Page:Leblanc - Les Dents du Tigre, paru dans Le Journal, du 31 août au 30 octobre 1920.djvu/172

La bibliothèque libre.
Cette page a été validée par deux contributeurs.

Don Luis se détourna. Chose bizarre, il n’éprouvait aucune pitié, et les larmes de la jeune fille, de même que ses injures, ne le remuaient pas plus que s’il n’eût jamais aimé Florence. Il fut heureux de cette libération. L’horreur qu’elle lui inspirait avait tué tout amour.

Mais, étant revenu devant eux après avoir fait quelques pas à travers la pièce, il s’aperçut qu’ils se tenaient par la main, comme deux amis en détresse qui se soutiennent, et, repris d’un brusque mouvement de haine, subitement hors de lui, il empoigna le bras de l’homme.

— Je vous défends… De quel droit ?… Est-ce votre femme ? votre maîtresse ? Alors, n’est-ce pas ?…

Haut les mains ! ordonna-t-il…

Sa voix s’embarrassait. Lui-même sentait l’étrangeté de cet accès furieux, où se révélait soudain, dans toute sa force et dans tout son aveuglement, une passion qu’il croyait à jamais éteinte. Et il rougit, car Gaston Sauverand le regardait avec stupeur, et il ne douta pas que l’ennemi n’eût percé son secret.

Un long silence suivit, durant lequel il rencontra les yeux de Florence, des yeux hostiles, pleins de révolte et de dédain.
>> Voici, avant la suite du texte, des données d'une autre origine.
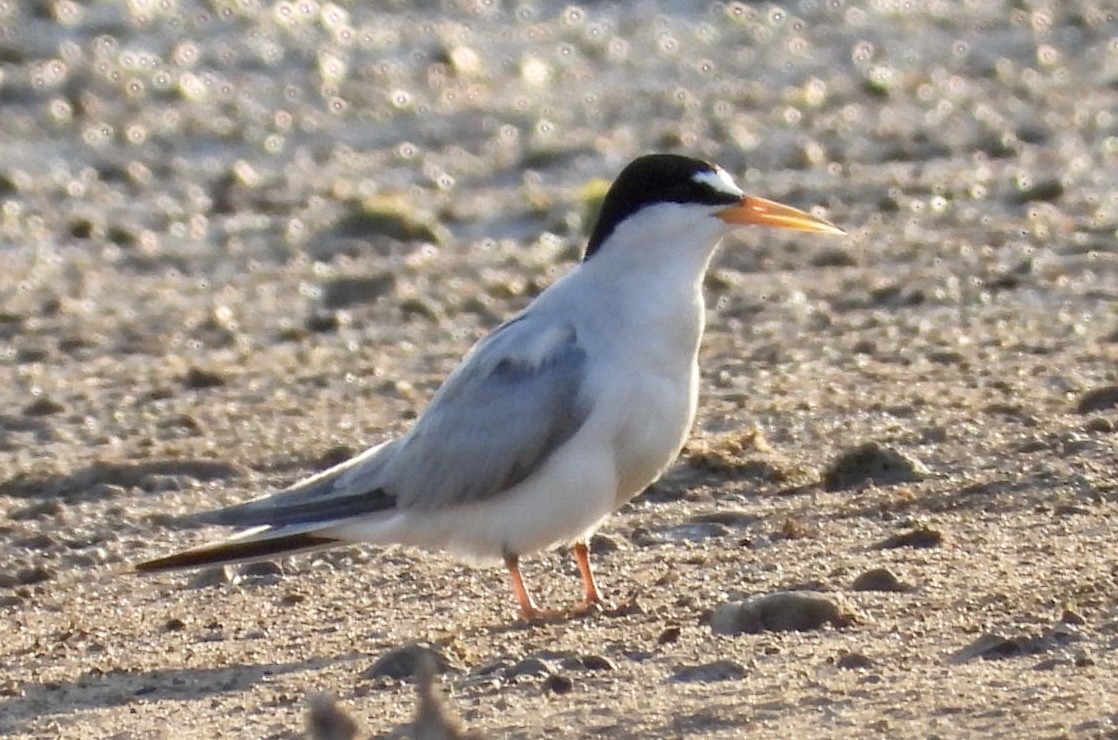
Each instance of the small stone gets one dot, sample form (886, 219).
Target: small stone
(347, 291)
(160, 483)
(558, 684)
(43, 406)
(737, 518)
(1083, 660)
(406, 662)
(327, 721)
(1099, 399)
(710, 672)
(872, 464)
(694, 532)
(880, 579)
(920, 537)
(529, 666)
(853, 662)
(264, 572)
(988, 646)
(321, 321)
(671, 634)
(32, 576)
(104, 492)
(1072, 617)
(197, 378)
(602, 543)
(598, 663)
(211, 577)
(780, 612)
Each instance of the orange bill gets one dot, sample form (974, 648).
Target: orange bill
(760, 211)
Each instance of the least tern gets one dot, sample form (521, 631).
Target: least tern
(556, 418)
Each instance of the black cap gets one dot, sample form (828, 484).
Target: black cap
(656, 179)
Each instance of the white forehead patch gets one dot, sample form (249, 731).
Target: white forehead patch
(719, 180)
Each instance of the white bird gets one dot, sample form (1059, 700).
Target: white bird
(551, 421)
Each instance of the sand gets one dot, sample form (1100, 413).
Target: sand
(240, 242)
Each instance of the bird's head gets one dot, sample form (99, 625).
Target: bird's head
(656, 187)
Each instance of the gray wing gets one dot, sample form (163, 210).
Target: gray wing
(515, 398)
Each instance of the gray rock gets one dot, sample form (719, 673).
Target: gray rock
(710, 672)
(406, 662)
(780, 612)
(880, 579)
(529, 666)
(872, 464)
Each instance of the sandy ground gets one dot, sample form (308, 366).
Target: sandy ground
(242, 240)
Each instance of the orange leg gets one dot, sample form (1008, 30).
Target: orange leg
(528, 609)
(590, 589)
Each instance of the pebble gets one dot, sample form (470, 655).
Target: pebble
(263, 572)
(199, 379)
(920, 537)
(328, 721)
(872, 464)
(528, 666)
(670, 634)
(779, 612)
(43, 406)
(694, 532)
(853, 661)
(211, 577)
(406, 662)
(598, 663)
(737, 518)
(351, 290)
(880, 579)
(602, 543)
(1098, 399)
(558, 684)
(709, 672)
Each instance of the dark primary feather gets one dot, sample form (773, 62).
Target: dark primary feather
(654, 179)
(231, 551)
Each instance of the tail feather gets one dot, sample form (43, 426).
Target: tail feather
(240, 549)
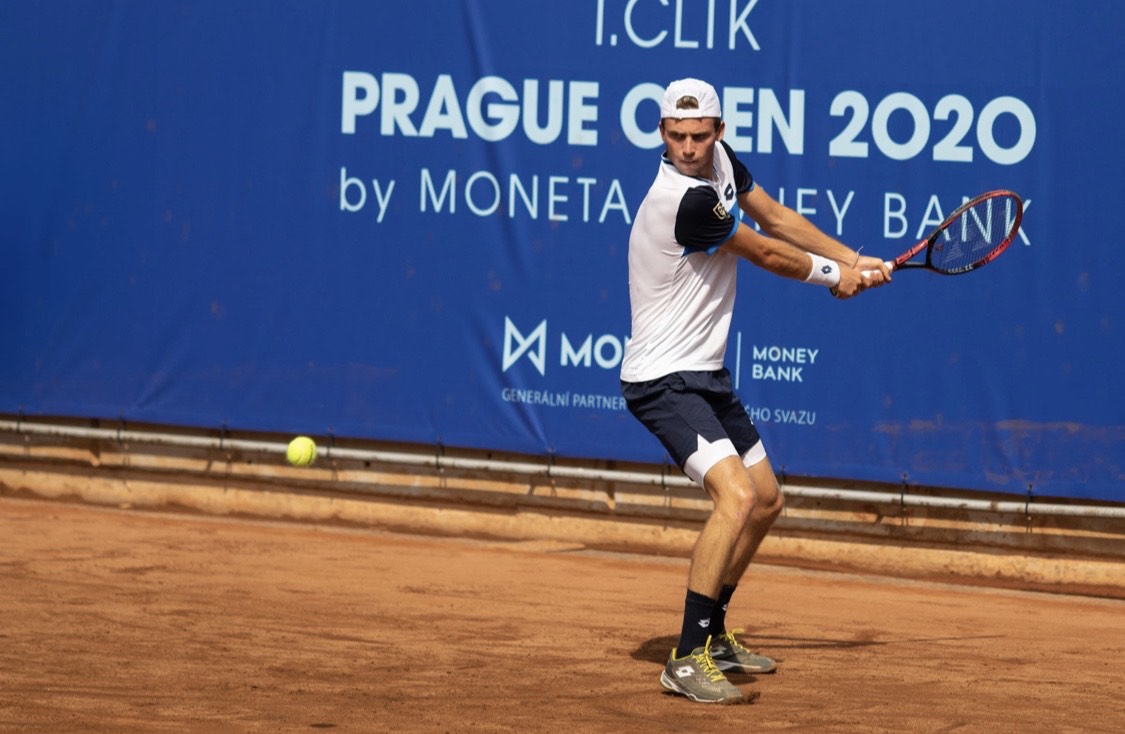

Avait-elle deviné, elle aussi ?

Il n’osa plus dire un seul mot. Il attendit l’explication de Sauverand.

Et, dans cette attente, ne songeant ni aux révélations qui allaient se produire, ni aux problèmes redoutables dont il allait enfin connaître la solution, ni aux événements tragiques qui se préparaient, il pensait uniquement, et avec quelle fièvre ! avec quelle palpitation de tout son être ! à ce qu’il était sur le point de savoir sur Florence, sur les sentiments de la jeune fille, sur son passé, sur son amour pour Sauverand. Cela seul l’intéressait.

— Soit, dit Sauverand. Je suis pris. Que le destin s’accomplisse ! Cependant, puis-je vous parler ? Je n’ai plus maintenant d’autre désir que celui-là.